Perhaps, after all his failed attempts on my life, Blair had realized his mistake, and instead of coming at me himself, he had resorted to sending soldiers on his behalf. But I had to be sure that this was indeed Blair’s doing. It could very well be someone else.
“Will, duck!” Alexis whispered just in time. As I ducked, I saw from behind the thicket that there were no less than fifteen soldiers, similarly armored and armed, walking in a progression through the forest path, all of them wielding those electrical zapping guns, all of them marching in that mechanical way that resembled the movements of a robot.
“An entire patrol,” I whispered back to her. “It’s too much for us to take on right now.”
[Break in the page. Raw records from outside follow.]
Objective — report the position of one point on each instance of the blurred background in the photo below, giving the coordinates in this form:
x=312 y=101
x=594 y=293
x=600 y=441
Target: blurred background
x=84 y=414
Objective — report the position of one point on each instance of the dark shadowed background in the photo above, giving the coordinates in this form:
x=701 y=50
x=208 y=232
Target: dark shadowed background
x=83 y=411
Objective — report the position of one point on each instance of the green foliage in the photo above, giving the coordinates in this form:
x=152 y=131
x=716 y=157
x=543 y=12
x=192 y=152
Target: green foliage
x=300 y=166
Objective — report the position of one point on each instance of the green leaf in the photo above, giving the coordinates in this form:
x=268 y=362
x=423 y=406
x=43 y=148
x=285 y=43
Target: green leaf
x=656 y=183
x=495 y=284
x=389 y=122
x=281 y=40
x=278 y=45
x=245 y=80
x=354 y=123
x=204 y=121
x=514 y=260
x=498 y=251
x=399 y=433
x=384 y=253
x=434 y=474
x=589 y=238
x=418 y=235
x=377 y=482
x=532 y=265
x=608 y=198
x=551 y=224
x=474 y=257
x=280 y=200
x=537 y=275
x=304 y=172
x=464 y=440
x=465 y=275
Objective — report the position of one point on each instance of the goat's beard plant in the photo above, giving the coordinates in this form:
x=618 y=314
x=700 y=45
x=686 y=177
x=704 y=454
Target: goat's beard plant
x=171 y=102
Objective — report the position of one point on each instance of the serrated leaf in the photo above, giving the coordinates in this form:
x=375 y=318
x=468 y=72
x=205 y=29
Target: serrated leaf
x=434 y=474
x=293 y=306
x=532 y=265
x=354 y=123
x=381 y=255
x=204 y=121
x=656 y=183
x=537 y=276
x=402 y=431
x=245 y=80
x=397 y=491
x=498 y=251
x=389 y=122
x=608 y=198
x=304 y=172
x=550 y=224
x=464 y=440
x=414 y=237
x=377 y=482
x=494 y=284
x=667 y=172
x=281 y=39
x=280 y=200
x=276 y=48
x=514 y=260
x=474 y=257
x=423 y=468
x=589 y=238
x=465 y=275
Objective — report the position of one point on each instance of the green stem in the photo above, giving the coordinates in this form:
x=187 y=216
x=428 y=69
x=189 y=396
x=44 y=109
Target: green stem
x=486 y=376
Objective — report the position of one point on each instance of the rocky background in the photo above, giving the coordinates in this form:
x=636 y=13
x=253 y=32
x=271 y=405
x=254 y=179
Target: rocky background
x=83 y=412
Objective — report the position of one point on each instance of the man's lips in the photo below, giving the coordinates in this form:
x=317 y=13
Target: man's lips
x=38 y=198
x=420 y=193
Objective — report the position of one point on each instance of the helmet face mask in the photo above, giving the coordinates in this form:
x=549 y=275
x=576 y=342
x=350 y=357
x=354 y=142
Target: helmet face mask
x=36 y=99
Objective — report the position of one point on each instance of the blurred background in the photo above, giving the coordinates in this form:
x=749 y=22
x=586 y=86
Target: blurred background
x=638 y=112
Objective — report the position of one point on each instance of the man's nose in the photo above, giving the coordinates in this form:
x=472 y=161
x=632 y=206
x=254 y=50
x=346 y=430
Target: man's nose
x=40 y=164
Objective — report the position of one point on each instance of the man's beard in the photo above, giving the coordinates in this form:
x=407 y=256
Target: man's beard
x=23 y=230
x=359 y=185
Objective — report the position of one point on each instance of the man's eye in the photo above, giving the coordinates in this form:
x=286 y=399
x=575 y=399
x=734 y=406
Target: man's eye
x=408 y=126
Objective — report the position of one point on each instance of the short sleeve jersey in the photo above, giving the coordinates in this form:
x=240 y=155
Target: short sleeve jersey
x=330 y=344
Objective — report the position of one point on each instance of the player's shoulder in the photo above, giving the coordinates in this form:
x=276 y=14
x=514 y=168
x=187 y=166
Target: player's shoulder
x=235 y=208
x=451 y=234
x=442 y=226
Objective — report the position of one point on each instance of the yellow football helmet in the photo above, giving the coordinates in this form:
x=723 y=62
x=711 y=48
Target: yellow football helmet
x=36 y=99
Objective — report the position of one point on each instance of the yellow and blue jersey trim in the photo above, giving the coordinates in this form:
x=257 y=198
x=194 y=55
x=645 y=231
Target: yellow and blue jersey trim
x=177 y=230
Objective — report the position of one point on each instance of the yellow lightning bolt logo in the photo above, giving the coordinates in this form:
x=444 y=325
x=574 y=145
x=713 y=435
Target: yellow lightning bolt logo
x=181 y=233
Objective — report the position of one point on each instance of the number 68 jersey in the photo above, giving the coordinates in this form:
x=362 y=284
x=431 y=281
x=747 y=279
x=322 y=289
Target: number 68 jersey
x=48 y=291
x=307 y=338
“Agreed. Let’s just wait for them to pass and then head to the commune.”
As we stayed there, hidden from the sights of the soldiers, I thought more about what this meant. Was this perhaps the first part of a series of attacks against the werewolves? These sorts of things did happen in life. Whenever one stronghold fell, another power took its place. The last of the vampires had been beaten and eliminated, creating a power vacuum that was now being filled by these soldiers and their mysterious leader.
“Will, we can take ‘em,” Alexis said.
“How do you suggest that? We barely beat one of them. There are fifteen out there,” I said. As much as I preferred fighting bravely over hiding, there was no chance that just the two of us could beat all of those soldiers together unless we had some powerful weapon at hand.
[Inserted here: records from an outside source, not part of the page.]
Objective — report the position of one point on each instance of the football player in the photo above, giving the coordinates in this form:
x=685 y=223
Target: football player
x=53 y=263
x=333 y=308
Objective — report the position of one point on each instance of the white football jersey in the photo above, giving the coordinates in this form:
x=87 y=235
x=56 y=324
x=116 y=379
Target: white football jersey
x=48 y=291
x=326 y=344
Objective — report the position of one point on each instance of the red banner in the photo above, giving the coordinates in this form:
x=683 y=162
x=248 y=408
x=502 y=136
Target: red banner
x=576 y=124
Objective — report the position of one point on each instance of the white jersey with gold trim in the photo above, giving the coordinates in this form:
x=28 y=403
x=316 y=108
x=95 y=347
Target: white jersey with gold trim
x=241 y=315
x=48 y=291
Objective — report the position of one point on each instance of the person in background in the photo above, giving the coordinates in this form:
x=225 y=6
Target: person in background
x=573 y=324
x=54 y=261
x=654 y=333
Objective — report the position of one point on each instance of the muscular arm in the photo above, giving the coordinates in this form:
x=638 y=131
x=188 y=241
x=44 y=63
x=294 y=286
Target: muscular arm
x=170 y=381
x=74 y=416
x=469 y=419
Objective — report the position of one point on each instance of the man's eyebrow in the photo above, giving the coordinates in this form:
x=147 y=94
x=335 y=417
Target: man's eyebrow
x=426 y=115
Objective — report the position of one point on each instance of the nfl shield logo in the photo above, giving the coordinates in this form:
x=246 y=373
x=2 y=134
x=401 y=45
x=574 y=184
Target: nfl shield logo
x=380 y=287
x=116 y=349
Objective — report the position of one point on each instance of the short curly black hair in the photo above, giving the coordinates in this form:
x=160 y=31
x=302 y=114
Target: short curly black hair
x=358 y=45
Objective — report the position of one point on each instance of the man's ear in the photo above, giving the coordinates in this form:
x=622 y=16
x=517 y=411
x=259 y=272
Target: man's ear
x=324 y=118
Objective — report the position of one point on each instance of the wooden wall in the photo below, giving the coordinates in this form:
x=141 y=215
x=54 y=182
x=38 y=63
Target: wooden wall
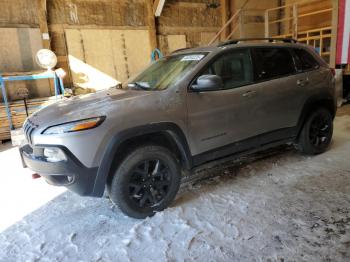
x=193 y=21
x=185 y=23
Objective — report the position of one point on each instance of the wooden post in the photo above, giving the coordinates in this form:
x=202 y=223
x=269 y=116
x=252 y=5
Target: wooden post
x=42 y=17
x=295 y=22
x=151 y=21
x=267 y=24
x=332 y=60
x=225 y=7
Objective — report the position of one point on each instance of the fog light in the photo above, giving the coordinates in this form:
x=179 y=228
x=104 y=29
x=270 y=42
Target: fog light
x=54 y=154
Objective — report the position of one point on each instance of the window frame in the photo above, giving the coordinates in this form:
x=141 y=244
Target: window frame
x=276 y=77
x=213 y=60
x=296 y=57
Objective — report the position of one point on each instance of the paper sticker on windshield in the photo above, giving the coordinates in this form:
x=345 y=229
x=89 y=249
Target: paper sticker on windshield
x=192 y=57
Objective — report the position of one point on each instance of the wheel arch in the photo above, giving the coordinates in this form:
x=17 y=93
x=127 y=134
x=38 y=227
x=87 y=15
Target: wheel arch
x=166 y=134
x=313 y=103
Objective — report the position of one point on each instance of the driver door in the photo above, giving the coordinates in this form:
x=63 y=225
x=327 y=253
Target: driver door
x=211 y=114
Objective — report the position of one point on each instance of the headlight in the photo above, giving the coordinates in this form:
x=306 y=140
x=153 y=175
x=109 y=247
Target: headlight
x=74 y=126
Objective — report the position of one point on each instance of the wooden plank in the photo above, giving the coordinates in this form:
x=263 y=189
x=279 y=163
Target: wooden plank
x=267 y=24
x=333 y=48
x=176 y=42
x=152 y=30
x=42 y=16
x=295 y=21
x=158 y=7
x=100 y=59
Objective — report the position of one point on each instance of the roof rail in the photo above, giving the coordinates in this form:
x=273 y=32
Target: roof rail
x=178 y=50
x=270 y=40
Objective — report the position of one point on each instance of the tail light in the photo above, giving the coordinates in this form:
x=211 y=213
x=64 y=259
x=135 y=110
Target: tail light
x=333 y=71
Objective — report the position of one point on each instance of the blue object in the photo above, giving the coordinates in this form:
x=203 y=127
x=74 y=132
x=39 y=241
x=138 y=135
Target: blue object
x=58 y=84
x=154 y=53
Alexis flailed the dead soldier’s gauntlet in the air, saying, “We can use this.”
“Or we can simply use this,” I said. Her suggestion gave me an amazing idea. There were grenades, although not like the ones that I’d ever seen, attached to the dead soldier’s belt.
“Grenades?”
“Why not? It’s not like he’s going to need it,” I said.
“Very well.”
And so, just as the soldiers were passing the intersection where we were hiding, Alexis and I took off the grenades around the soldier’s belt and tossed four of them at the same time by pulling their pins.
There was a brief moment when the grenades did not explode, and the soldiers looked in our direction with their guns aimed at the thicket behind which we were hiding. And then, in the next second, four powerful grenades blew up and created a chain reaction by blowing up all the grenades and explosives on all the soldiers’ belts, completely flattening the entire intersection by destroying the trees in a blaze of fire.
When the dust and smoke settled, the only thing that remained of all the soldiers were pieces of their tattered armor.